Dow Jones futures rose slightly Thursday night, along with S&P 500 futures and Nasdaq futures, as Snap stock and Twitter leapt on earnings, lifting social rivals such as Facebook (FB). The stock market rally was mixed Thursday, with Apple (AAPL), Microsoft (MSFT) and other megacap techs and software leading the way while small caps and many sectors retreated.
Snap and Twitter earnings crashed views amid booming revenue growth. Snap and TWTR stock surged in overnight trade, signaling possible breakouts.
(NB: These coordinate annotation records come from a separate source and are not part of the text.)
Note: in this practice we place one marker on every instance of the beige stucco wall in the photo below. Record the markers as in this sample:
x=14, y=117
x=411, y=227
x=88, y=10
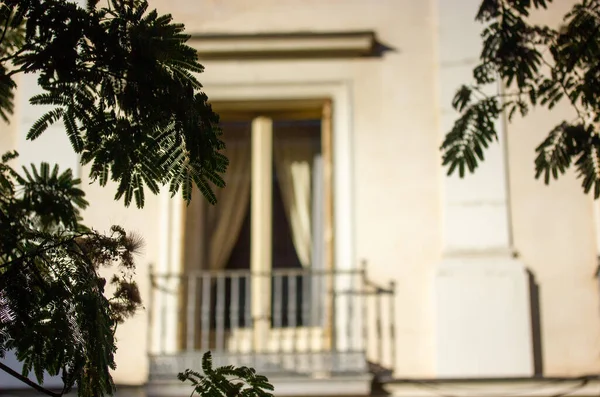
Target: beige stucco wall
x=554, y=233
x=396, y=178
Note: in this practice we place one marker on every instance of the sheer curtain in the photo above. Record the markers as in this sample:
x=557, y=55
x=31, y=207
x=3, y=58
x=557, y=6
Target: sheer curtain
x=294, y=151
x=225, y=219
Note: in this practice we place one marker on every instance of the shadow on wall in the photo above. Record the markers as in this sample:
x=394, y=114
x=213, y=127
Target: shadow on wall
x=536, y=324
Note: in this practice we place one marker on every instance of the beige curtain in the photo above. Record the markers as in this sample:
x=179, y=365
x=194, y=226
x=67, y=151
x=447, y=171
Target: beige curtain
x=293, y=154
x=225, y=219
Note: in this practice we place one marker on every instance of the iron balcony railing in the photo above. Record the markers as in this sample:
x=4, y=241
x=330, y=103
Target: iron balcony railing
x=294, y=321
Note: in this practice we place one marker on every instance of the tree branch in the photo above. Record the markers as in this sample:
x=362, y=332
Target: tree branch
x=6, y=26
x=28, y=381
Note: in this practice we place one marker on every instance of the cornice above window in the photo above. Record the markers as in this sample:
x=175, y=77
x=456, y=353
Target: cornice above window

That also gave a lift to Facebook stock and Pinterest (PINS), as well as Google stock, all of which report next week. Facebook and Pinterest stock had flashed bullish reversals from their 50-day lines earlier this week.
Intel beat views and raised guidance. But Intel stock fell modestly in extended trade.
Apple, Microsoft Lead Market Rally
The stock market rally fared well on the major indexes. Apple stock rose 1% on Thursday while Microsoft, Amazon.com (AMZN) and Facebook stock climbed more than 1%. Google parent Alphabet (GOOGL) climbed 0.7%.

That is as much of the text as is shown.